Inicio Voces que iluminan ¿Quién le pone el título a la Fe? La crisis de idoneidad...

¿Quién le pone el título a la Fe? La crisis de idoneidad y el “nombramiento a dedo” en los colegios católicos

0
Docentes elegidos en forma discrecional

Idoneidad docente

La Iglesia ha sido, por dos milenios, una madre y maestra. Su historia está tejida con el hilo de la educación, desde las escuelas monacales de la Edad Media hasta las grandes universidades que sentaron las bases del pensamiento occidental.

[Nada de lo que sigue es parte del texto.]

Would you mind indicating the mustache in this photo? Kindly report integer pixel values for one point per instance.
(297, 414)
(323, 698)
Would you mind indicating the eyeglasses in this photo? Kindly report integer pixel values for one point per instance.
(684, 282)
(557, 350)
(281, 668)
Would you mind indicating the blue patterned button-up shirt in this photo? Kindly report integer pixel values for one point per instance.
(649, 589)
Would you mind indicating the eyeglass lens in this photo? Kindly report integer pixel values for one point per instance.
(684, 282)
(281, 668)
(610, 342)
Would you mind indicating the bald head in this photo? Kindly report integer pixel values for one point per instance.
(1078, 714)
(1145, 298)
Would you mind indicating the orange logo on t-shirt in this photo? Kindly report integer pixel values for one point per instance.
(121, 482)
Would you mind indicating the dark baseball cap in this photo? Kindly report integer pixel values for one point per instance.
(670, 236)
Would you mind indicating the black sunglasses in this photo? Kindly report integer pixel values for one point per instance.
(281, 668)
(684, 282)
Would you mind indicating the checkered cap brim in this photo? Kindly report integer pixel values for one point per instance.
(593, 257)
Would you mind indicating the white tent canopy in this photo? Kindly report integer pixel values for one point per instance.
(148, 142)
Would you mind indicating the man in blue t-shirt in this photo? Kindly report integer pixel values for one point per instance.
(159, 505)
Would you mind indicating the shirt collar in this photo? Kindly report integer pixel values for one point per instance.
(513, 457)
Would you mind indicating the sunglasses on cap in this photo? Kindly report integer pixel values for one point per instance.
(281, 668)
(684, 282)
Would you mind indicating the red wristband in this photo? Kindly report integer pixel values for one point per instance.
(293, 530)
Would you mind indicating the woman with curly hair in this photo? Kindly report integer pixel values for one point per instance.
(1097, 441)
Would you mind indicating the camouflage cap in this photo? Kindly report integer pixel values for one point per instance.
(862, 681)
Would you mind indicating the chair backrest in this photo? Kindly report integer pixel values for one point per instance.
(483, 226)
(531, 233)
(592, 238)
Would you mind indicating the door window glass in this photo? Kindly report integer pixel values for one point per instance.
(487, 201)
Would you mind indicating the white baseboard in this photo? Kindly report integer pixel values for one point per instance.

Pensemos en San José de Calasanz, que fundó las Escuelas Pías para educar a los más pobres, o en San Juan Bosco, con su sistema preventivo para los jóvenes desamparados.

Estos hombres no solo transmitían saberes, sino que formaban almas. Eran, en su tiempo, sinónimo de excelencia pedagógica y santidad. Pero algo se ha resquebrajado en el camino.

Hoy, en Argentina, los colegios católicos son una pieza clave del sistema educativo.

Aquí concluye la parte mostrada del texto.